Peningkatan Parliamentary Threshold Bukan Membunuh Demokrasi

Siti Zuhro
Peningkatan Parliamentary Threshold
Bukan Membunuh Demokrasi


Sabtu, 19 Juni 2010
Sejumlah kalangan menilai, wacana menaikkan besaran batas minimal perwakilan keterwakilan partai politik di parlemen (parliamentary threshold) dapat merangsang peningkatan kinerja partai politik. Aturan baru itu, apabila direalisasikan dalam revisi Undang-Undang (UU) Pemilihan Umum (Pemilu), akan menjadi cara yang tepat untuk menyederhanakan sistem dan partai politik.
Ide menaikkan parliamentary threshold (PT) dari 2,5 persen menjadi 5 persen sebagaimana pernah diusulkan Partai Golkar merupakan hal positif untuk menyederhanakan sistem parpol. Kalau PT lima persen, kelak hanya akan ada 5-6 partai saja di DPR. Bahkan ide tersebut juga dianggap akan mempermudah terwujudnya konsensus di parlemen.
Parliamentary threshold adalah ketentuan batas minimal yang harus dipenuhi partai politik untuk bisa menempatkan calon legislatifnya di parlemen. Batas minimal yang diatur dalam Pasal 202 Ayat (1) UU No 10 Tahun 2008 tentang Pemilu Legislatif adalah 2,5 persen dari total jumlah suara dalam pemilu.
Berikut petikan wawancara wartawan Harian Umum Suara Karya Muhamad Kardeni dengan pengamat politik dari Lembaga Ilmu Pengetahuan Indonesia (LIPI) Siti Zuhro di Jakarta, Kamis (17/6). Tema yang dibahas terkait masalah munculnya wacana perlunya meningkatkan parliamentary threshold dalam upaya menyederhanakan sistem partai politik di Tanah Air yang hingga kini masih mendatangkan pendapat pro dan kontra.

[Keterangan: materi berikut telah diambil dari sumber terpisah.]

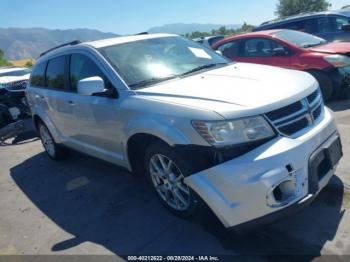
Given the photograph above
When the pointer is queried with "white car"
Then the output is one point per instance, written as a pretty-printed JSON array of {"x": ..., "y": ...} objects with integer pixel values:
[
  {"x": 208, "y": 41},
  {"x": 251, "y": 141},
  {"x": 14, "y": 78}
]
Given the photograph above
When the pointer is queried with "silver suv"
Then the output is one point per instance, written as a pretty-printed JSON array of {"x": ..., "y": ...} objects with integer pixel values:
[{"x": 249, "y": 141}]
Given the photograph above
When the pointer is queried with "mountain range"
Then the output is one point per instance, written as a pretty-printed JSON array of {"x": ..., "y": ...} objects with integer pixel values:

Saat ini muncul wacana perlunya peningkatan angka parliamentary threshold (PT). Bagaimana komentar Anda?
Terus terang, saya sangat mendukung gagasan ini. Sebab, sudah saatnya kita harus sungguh-sungguh menata sistem politik di negara kita. Kita perlu menata sistem pemilu dan partai politik, termasuk bagaimana merampingkan partai politik tanpa mengurangi esensi demokrasi itu sendiri. Artinya, tidak menghalangi kemerdekaan masyarakat untuk berasosiasi.
Usulan meningkatkan persyaratan keterwakilan partai politik di parlemen menjadi lima persen sebagaimana yang digagas oleh Partai Golkar, cukup ideal dalam upaya penyederhanaan partai dan mendukung sistem presidensial.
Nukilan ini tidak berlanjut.